Improvement: Handle select instructions #235

mlevesquedion · 2020-12-17T19:57:46Z

This PR is a part of #188 and constitutes a deep investigation into the ssa.Select instruction.

Our current approach to Select instructions is "visit every referrer and operand". This runs the risk of producing false positives:

func TestRecvFromTaintedAndNonTaintedChans(sources <-chan *core.Source, innocs <-chan *core.Innocuous) {
	select {
	case s := <-sources:
	case i := <-innocs:
		core.Sink(innocs) // a false positive report is produced here
		core.Sink(i) // a false positive report is produced here
	}
	core.Sink(innocs) // a false positive report is produced here
}

In this case, both sources and innocs are Operands of the select instruction. Since sources is tainted, visiting the Select instruction leads to innocs being tainted, which is incorrect.

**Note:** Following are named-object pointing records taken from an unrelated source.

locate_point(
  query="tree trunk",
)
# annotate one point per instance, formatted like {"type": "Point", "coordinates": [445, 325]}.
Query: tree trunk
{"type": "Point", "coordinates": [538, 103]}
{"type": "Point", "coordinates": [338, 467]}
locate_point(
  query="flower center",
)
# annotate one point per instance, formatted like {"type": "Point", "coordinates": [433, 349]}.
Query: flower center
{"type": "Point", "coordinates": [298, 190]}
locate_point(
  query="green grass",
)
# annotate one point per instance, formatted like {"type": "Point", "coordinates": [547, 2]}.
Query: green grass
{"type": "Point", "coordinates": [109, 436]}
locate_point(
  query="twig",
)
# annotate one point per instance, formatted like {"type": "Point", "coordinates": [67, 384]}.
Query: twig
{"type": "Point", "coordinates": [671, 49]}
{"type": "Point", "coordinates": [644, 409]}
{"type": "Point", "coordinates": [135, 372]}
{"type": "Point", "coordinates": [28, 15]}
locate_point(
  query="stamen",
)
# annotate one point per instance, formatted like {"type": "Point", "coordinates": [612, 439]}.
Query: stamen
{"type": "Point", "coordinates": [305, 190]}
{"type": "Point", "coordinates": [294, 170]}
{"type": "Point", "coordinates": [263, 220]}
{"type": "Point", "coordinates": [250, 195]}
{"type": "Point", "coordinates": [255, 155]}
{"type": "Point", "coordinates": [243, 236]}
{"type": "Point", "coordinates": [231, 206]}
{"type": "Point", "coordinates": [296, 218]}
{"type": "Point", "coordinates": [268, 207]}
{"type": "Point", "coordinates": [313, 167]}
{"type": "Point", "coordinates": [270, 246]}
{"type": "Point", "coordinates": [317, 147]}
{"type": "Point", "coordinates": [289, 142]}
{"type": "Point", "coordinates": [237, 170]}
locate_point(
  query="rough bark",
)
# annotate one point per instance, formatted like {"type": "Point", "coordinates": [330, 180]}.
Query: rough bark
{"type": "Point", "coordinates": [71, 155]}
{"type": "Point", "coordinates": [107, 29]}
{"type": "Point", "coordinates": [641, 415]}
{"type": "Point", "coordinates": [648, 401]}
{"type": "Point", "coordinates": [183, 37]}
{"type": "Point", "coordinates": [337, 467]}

Select instructions are a bit special, in that each of the cases is wrapped in a SelectState struct that captures the direction of the operation (send or recv), the channel involved, and if applicable, the value being sent. This means that, in a sense, there are instructions "hidden" within the Select instruction. These "hidden" instructions do not appear among the other instructions in a block, so we need special handling for Select instructions.

Running against a large codebase such as Kubernetes does not error out. (See DEVELOPING.md for instructions on how to do that.)
(N/A) [ ] Appropriate changes to README are included in PR

internal/pkg/levee/propagation/propagation.go

mlevesquedion · 2020-12-17T20:04:34Z

internal/pkg/levee/propagation/propagation.go

+func (prop *Propagation) visitSelect(sel *ssa.Select, maxInstrReached map[*ssa.BasicBlock]int, lastBlockVisited *ssa.BasicBlock) {
+	// The Send operations have to be processed before the Recv operations in case a channel
+	// is written to in one branch and read from in a different branch. This matters if the
+	// branches are reachable from each other, e.g. when the select is in a loop.


This behavior is covered by existing tests, see TestTaintedAndSinkedInDifferentBranches(InLoop).

internal/pkg/levee/propagation/propagation.go

PurelyApplied · 2020-12-22T19:19:56Z

internal/pkg/levee/propagation/propagation.go

+				// Select returns a tuple whose first 2 elements are irrelevant for our
+				// analysis. The other elements map 1:1 with each of the recv states.
+				// See the docs for ssa.Extract for more details.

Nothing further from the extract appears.